La question ethnique et identitaire semble, en ce début de XXIe siècle, le motif central des guerres civiles contemporaines : RCI, Soudan, Yémen, RDC, Éthiopie, Irak, Centrafrique, Mali, Niger, Burkina Faso. Des guerres à dominante politique existent toujours (Syrie, Ukraine) tandis que le djihadisme a suscité de nombreux conflits intérieurs : Algérie, Caucase, Irak, Afghanistan, Nigeria …
Une guerre intérieure ?
La guerre est un fait d’abord politique, intimement lié à la construction de l’État. Or elle est usuellement perçue comme une affaire extérieure aux frontières. Certes les parties en lutte dans une guerre civile font souvent appel à des appuis extérieurs, ce qui internationalise le conflit ; mais celui-ci demeure intérieur au pays puisqu’à la fin, c’est la dévolution du pouvoir qui reste l’enjeu central. Les parties extérieures visent surtout à promouvoir un parti qui leur sera favorable, l’alternative pour eux étant la décomposition du pays.
Ce fut le risque couru par la France lors de la guerre de Cent ans ou l’Amérique lors de la guerre de Sécession. Une guerre civile peut provoquer une scission : ce fut le cas lors de l‘indépendance de l’Inde qui conduisit à la séparation du Pakistan (et plus tard du Bengladesh) ou plus récemment de la sécession de l’Érythrée ou du Soudan du sud. Mais quand le pays réussit à surmonter la guerre civile, celle-ci contribue paradoxalement à unifier le pays même si les plaies peuvent perdurer longtemps : l’observateur décèle encore des traces de la division entre Nord et Sud aux États-Unis, ou de vieilles réminiscences en France, ici huguenotes dans les Cévennes, là catholiques en Vendée.
Ainsi, le lien consubstantiel entre la guerre et l’État n’est-il pas le seul fait de la guerre extérieure mais reste aussi pertinent pour la guerre civile.
Aujourd’hui en France ?
Certains estiment aujourd’hui que la France court le risque d’une guerre civile.

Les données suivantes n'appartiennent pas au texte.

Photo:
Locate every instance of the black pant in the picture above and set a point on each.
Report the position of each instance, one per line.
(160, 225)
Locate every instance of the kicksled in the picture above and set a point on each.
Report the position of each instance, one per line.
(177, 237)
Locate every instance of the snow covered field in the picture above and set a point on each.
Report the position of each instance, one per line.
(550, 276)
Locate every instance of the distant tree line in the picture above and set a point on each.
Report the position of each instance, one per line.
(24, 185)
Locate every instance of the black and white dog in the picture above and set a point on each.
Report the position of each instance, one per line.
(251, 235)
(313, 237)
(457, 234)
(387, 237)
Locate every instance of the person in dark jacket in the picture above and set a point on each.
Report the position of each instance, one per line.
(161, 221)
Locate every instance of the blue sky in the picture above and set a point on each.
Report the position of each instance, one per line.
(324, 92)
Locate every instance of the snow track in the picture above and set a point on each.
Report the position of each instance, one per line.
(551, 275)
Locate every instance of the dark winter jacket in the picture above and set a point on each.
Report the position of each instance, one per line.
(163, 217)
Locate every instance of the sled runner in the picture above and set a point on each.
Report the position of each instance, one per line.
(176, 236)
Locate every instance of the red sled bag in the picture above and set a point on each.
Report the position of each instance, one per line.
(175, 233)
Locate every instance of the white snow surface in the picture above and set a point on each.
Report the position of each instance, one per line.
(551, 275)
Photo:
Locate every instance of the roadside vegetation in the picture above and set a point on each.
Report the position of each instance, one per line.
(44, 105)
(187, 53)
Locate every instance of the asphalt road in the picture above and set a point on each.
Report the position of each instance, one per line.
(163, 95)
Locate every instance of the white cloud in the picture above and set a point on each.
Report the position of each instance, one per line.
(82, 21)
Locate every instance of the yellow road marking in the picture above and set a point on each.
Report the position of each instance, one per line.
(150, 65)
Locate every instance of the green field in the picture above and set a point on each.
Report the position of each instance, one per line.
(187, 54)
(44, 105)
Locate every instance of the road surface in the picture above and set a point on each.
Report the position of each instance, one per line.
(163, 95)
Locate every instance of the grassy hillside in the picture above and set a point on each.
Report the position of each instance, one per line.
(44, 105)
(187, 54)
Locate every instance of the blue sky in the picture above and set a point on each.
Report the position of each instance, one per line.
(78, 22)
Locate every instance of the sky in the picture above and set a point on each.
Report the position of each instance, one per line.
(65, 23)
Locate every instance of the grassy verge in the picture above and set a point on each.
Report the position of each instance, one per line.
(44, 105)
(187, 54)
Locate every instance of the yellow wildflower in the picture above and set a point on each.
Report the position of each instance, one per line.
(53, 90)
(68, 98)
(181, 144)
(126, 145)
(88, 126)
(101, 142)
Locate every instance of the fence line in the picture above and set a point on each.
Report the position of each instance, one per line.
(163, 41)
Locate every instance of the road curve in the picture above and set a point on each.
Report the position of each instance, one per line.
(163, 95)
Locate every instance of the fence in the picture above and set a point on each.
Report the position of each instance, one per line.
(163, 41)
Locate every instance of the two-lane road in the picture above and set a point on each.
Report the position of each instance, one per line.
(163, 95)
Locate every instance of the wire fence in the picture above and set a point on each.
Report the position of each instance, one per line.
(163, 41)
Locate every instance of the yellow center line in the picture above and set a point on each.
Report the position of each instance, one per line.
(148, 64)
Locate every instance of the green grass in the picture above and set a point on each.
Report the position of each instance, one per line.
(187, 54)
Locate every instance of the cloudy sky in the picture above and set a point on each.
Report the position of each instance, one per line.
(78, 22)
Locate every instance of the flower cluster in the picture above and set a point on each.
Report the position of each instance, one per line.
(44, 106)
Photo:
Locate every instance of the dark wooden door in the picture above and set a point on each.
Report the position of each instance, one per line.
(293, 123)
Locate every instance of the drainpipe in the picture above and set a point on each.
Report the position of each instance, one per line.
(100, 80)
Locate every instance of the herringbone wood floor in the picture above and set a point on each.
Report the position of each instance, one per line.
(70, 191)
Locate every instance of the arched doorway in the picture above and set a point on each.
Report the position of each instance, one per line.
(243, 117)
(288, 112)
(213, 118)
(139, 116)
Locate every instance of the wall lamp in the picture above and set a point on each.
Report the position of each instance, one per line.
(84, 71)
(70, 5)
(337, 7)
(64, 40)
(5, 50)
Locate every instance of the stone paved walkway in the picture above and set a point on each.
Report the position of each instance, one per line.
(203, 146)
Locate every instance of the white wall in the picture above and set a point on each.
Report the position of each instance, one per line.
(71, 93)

S’il est indiscutable qu’elle connaît des problèmes de sécurité et de respect de l’ordre intérieur, ce pronostic paraît infondé.
Tout d’abord il n’existe pas aujourd’hui d’idéologie assez mobilisatrice pour déplacer les foules et les inciter à tout risquer. Même les déclassés et autres damnés de la terre sont aujourd’hui suffisamment soutenus pour risquer imprudemment leur mode de vie. Comme nous le remarquions déjà (LV 179), le danger tient plus à la constitution de micro-clubs sur le pays conduisant à l’archipélisation du territoire, chaque structure géographique localisée vivant indépendamment des autres et mettant peu en commun. Au fond, l’indifférence prévaut aujourd’hui et l’intérêt résiduel de nos concitoyens pour la politique ne permet pas d’envisager une issue tragique.
JOCV
Pour lire l’autre article du LV 181, Azerbaïdjan agité, cliquez ici
Comments ()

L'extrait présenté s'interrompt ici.